In the first study, we fed increasing inclusions of canola meal in substitution for soybean meal to weaned pigs. Feeding up to 20% canola meal did not affect daily feed disappearance, weight gain, and final trial pig weight. Weaned pigs showed a tendency for reduced feed efficiency due to increasing fibre content.

A second experiment involving 1,100 hogs examined increasing inclusion of canola meal (0 – 24%) in growout diets containing 15% DDGS. Hogs fed 24% canola meal reached market weight only 3 days later than controls, with no impact on carcass weight, dressing percent, backfat, loin depth, pork yield or index.

A third commercial-scale trial with 1,100 hogs pushed canola meal inclusion further to 30% with 20% DDGS. Feed disappearance and weigh gain were reduced by 81 g/day and 9 g/day for every 10% increase in canola meal inclusion.

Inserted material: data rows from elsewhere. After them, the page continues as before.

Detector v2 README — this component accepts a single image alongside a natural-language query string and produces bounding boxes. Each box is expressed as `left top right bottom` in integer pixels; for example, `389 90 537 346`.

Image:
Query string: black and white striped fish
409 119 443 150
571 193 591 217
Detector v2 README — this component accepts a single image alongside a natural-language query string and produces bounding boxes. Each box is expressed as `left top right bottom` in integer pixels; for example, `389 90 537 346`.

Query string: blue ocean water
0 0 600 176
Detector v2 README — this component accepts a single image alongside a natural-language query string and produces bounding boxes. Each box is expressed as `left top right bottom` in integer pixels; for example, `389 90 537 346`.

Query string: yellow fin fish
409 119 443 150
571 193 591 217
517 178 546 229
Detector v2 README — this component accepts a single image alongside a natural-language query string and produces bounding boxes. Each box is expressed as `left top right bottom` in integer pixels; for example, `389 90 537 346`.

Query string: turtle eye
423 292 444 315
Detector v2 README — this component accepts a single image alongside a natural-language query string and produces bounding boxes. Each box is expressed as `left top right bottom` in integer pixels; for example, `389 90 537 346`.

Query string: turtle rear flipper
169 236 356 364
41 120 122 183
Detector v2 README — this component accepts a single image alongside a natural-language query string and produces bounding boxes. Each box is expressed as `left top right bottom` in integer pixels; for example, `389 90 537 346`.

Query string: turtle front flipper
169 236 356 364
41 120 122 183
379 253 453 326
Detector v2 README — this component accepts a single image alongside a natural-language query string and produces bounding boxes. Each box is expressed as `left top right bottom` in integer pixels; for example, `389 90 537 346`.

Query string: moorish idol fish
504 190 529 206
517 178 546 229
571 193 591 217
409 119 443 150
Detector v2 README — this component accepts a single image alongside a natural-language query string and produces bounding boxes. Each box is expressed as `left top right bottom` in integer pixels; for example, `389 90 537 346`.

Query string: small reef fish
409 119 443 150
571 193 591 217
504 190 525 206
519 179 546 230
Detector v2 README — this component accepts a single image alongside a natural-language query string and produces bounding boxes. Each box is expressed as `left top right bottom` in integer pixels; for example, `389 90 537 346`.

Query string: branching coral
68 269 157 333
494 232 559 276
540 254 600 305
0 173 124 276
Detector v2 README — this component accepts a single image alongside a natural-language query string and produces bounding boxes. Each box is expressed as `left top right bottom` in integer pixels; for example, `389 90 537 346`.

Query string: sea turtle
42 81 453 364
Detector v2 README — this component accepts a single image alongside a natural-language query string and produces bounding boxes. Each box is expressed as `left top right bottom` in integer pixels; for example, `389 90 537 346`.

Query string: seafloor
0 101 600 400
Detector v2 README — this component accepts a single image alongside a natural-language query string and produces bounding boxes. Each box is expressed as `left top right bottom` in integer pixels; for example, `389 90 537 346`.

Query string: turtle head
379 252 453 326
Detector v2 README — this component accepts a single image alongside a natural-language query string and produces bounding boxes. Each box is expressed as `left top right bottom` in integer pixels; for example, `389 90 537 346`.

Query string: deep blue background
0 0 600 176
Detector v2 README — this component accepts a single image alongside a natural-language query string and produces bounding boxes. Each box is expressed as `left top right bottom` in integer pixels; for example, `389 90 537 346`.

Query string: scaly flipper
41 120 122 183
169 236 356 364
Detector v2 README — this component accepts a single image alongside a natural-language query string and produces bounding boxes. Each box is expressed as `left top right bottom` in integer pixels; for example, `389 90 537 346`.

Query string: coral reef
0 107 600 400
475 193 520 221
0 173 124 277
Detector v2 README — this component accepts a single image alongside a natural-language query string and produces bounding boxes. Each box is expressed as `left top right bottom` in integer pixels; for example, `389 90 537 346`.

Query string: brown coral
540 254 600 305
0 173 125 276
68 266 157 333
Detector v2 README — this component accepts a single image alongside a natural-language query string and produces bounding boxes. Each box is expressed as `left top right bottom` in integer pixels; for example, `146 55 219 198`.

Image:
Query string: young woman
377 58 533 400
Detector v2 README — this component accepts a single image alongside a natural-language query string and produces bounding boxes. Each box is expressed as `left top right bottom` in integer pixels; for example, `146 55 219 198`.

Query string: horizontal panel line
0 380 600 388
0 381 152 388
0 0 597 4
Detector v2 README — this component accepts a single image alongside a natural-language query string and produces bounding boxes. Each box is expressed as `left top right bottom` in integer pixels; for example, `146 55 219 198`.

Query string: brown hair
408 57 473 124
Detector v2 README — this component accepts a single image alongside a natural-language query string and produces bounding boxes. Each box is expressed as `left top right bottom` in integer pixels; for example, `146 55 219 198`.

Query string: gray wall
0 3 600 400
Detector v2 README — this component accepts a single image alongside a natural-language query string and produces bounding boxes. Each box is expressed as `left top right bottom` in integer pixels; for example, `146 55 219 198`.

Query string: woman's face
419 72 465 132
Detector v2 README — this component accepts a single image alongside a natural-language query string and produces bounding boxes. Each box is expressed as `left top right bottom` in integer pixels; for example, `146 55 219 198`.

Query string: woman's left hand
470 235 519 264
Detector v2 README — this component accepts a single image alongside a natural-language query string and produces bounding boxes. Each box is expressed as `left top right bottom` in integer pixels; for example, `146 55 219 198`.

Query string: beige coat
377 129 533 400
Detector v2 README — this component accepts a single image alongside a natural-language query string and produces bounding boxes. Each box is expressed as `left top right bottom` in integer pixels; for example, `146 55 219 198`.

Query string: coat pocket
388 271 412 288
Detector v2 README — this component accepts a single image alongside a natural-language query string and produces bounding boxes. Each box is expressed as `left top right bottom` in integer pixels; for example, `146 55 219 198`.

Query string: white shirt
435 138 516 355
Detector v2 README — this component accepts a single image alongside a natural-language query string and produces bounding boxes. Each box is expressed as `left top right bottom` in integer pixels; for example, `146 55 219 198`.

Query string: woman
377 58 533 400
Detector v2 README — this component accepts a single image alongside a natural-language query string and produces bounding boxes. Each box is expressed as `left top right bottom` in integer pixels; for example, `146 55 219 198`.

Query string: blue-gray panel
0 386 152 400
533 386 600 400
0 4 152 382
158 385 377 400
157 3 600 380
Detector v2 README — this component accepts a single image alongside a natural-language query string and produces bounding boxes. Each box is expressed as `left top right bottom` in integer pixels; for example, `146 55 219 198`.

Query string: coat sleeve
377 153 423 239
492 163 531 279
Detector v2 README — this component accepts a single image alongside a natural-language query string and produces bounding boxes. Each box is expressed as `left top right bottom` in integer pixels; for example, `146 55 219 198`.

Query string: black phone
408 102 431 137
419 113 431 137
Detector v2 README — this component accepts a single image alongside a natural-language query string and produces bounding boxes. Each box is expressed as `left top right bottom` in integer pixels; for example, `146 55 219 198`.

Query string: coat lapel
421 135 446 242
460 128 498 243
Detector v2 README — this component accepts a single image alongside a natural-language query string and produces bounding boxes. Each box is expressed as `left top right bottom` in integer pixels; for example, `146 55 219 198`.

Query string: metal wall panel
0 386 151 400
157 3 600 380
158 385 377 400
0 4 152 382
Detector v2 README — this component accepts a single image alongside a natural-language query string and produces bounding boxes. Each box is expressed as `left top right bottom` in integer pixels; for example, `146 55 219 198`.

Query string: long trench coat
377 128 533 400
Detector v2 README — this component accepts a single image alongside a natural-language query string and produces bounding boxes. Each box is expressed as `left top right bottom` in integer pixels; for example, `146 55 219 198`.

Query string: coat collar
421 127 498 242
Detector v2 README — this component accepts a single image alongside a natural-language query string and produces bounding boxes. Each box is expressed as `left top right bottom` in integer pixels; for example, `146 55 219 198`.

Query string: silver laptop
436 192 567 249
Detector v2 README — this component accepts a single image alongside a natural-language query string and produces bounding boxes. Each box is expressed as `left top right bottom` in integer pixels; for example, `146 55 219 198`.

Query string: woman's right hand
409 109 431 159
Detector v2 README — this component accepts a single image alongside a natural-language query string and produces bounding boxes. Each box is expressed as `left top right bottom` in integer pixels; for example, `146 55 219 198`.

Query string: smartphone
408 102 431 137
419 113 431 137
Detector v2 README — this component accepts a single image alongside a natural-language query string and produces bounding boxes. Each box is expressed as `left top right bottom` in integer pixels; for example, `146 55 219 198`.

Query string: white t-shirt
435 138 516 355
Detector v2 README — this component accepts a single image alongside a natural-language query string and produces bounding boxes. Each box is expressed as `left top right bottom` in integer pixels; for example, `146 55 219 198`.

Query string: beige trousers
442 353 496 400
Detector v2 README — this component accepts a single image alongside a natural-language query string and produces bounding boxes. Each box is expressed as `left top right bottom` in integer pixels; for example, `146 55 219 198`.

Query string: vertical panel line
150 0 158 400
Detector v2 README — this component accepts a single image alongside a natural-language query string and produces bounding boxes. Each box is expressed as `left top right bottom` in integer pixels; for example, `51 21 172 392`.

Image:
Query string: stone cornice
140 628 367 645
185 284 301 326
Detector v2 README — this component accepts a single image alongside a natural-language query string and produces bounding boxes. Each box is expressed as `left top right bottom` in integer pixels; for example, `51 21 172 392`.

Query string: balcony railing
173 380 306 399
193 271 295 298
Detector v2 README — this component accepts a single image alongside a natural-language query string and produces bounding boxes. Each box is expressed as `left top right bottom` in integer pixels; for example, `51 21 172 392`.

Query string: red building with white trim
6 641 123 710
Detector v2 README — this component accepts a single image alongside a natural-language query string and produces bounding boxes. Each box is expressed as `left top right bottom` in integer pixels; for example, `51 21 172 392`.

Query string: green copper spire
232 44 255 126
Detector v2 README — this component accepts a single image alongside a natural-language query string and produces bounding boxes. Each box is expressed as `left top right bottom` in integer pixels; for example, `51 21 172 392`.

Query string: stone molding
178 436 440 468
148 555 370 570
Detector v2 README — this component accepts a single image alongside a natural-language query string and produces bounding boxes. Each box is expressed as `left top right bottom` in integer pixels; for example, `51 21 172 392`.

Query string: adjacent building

Number of days to market weight increased by 1, carcass weight was reduced by 0.46kg, dressing percent dropped 0.4 points, and loin depth was reduced by 0.5 mm for every 10% increase in canola meal inclusion. However, hogs consumed up to 50% local coproducts instead of imported soybean meal without major reductions on hog growth performance or carcass traits.

Benefit to the Producer

It is thus feasible feeding up to 20% solvent-extracted canola meal to weaned pigs and 30% with 20% wheat DDGS in commercial hog diets formulated on net energy and digestible amino acid basis. Canola and DDGS inclusion rates will fluctuate with commodity cost and should be routinely optimized by least cost formulation. Feeding these fibrous coproducts increases gut weight at evisceration. Producers thus need to market hogs 1 – 2kg heavier live weight to achieve target carcass weight.